TS‐1 suppresses hypoxia‐inducible factor‐1 (HIF‐1) activity and consequently enhanced radiation‐induced apoptosis of endothelial cells in vitro. H441/5HRE‐Luc cells were treated with HIF‐1α small interfering RNA (siRNA) or scramble (Scr)‐siRNA or without both of them (–), and cultured under normoxic (N) or hypoxic (H) conditions in the presence (+) or absence (–) of TS‐1. (A) The H441/5HRE‐Luc lysates were subjected to western blotting for HIF‐1α (upper) or β‐Actin (middle) and to luciferase assay (lower). (B) The conditional mediums of the H441/5HRE‐Luc cells were subjected to enzyme‐linked immunosorbent assay for vascular endothelial growth factor (VEGF) level. The VEGF level after each treatment was compared to that after normoxic, TS‐1 (–), and siRNA (–) conditions. (C) Human umbilical vein endothelial cells (HUVEC) were X‐ray irradiated (2 Gy) and cultured in the above conditional mediums for 48 h.

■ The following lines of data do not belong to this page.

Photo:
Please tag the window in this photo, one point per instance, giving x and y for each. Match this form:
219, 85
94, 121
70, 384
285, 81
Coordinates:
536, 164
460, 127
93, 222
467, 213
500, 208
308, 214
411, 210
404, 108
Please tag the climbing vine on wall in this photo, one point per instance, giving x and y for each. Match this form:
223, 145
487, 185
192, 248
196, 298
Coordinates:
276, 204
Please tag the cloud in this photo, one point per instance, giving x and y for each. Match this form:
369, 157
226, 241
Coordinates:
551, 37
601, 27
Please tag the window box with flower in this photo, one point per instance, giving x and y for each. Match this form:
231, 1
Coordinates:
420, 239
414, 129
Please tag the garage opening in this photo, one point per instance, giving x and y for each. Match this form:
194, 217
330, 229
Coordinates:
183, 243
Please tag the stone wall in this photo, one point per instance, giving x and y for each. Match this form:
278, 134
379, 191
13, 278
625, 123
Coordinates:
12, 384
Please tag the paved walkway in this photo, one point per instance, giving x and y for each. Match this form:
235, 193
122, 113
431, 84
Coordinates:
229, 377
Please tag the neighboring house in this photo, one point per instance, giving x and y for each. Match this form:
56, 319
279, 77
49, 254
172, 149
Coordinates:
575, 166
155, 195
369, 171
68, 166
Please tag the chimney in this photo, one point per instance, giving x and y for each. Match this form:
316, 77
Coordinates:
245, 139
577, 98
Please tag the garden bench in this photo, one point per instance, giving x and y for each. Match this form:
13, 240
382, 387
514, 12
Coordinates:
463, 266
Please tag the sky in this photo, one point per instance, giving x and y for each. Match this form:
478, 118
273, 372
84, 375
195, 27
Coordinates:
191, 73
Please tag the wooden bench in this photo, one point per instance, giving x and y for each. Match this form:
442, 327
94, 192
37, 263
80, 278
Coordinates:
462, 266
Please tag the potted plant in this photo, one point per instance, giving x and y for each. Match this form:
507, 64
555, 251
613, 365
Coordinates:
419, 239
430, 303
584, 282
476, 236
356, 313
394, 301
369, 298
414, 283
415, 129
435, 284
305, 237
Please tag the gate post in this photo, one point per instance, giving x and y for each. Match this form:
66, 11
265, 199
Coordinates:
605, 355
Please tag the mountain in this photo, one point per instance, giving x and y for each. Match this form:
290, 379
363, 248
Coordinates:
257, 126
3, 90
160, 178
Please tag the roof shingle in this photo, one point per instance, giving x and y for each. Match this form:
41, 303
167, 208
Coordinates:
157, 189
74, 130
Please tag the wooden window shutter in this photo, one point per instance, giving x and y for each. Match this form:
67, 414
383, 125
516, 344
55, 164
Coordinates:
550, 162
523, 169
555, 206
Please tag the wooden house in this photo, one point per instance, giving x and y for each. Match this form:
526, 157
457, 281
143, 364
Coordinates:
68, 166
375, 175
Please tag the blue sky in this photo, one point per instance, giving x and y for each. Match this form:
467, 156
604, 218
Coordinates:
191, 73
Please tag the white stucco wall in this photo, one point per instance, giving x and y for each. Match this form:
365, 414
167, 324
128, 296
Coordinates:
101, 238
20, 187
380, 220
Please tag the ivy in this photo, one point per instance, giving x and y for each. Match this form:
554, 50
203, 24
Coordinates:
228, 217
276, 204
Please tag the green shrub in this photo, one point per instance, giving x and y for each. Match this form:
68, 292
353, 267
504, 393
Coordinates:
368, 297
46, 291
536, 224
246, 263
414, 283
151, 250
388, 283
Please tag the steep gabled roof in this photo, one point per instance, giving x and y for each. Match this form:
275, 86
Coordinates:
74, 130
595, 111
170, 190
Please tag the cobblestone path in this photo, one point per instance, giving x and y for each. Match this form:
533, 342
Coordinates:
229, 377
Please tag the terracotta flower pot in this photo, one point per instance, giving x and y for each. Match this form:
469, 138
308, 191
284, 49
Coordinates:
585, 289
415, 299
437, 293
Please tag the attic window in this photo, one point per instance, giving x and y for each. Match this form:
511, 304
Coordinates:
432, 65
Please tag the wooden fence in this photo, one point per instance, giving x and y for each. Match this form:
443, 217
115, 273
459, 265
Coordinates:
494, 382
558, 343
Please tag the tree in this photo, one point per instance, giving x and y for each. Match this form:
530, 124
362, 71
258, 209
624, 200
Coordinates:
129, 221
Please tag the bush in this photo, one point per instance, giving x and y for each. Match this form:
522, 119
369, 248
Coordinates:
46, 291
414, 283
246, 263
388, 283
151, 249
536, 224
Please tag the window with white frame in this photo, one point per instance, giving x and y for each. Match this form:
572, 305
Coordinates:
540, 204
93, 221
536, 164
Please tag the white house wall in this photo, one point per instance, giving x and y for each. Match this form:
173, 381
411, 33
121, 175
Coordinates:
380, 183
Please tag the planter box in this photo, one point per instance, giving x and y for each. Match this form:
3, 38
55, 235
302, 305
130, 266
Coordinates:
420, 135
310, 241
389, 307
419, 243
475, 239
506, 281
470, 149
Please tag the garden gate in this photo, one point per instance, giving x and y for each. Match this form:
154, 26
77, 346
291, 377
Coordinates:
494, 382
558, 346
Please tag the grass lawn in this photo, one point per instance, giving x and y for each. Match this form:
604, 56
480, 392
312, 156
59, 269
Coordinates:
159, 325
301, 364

The apoptotic fraction was quantified as sub‐G₁ fraction. (D) H441/5HRE‐Luc cells were cultured under normoxic (N) or hypoxic (H) conditions in the presence or absence of TS‐1, 5‐fluorouracil (5‐FU) or 5‐chloro‐2,4‐dihydroxypyridine (CDHP) (see Materials and Methods for detail). The cell lysates were subjected to western blotting for HIF‐1α (upper) or β‐Actin (middle) and to luciferase assay (lower). Results are the mean ± standard deviation. n = 3. *P < 0.05; **P < 0.01.

Figure 4

TS‐1 enhances radiation‐induced apoptosis of endothelial cells. (A) Tumor xenografts with H441/5HRE‐Luc were treated as mentioned in Fig. 1A and surgically excised on day 5. Frozen sections of the solid tumors were stained with both anti‐CD31 antibodies (red fluorescence) and transferase deoxytidyl uridine end labeling (green fluorescence), and representative images are shown. Yellow arrows indicate the positions of apoptotic endothelial cells. Scale line, 10 µm. (B,C) Apoptotic endothelial cells (B) and apoptotic tumor cells (C) detected in Fig. 4A as yellow and green fluorescence, respectively, were counted. Results are the mean of 10 random fields in seven independent tumors ± standard deviation (SD). NS, not significant. *P < 0.05; **P < 0.01.

Figure 5

TS‐1 decreases microvessel density in combination with irradiation. (A) Tumor xenografts with H441/5HRE‐Luc were treated as mentioned in Fig. 1A and surgically excised on days 4, 5, 6 and 10. Frozen sections of the solid tumors were stained with anti‐CD31 antibodies (brown). Relative microvessel densities were calculated by comparing the number of microvessels on the indicated day to that on the first day. Results are the mean of nine random fields in seven independent tumors ± standard deviation (SD). *P < 0.05; **P < 0.01. (B) Microvessel densities of each group on day 10 were counted. Results are the mean of nine random fields in seven independent tumors ± SD. NS, not significant. *P < 0.05. (C) Representative images on day 10 are shown. Scale line, 20 µm.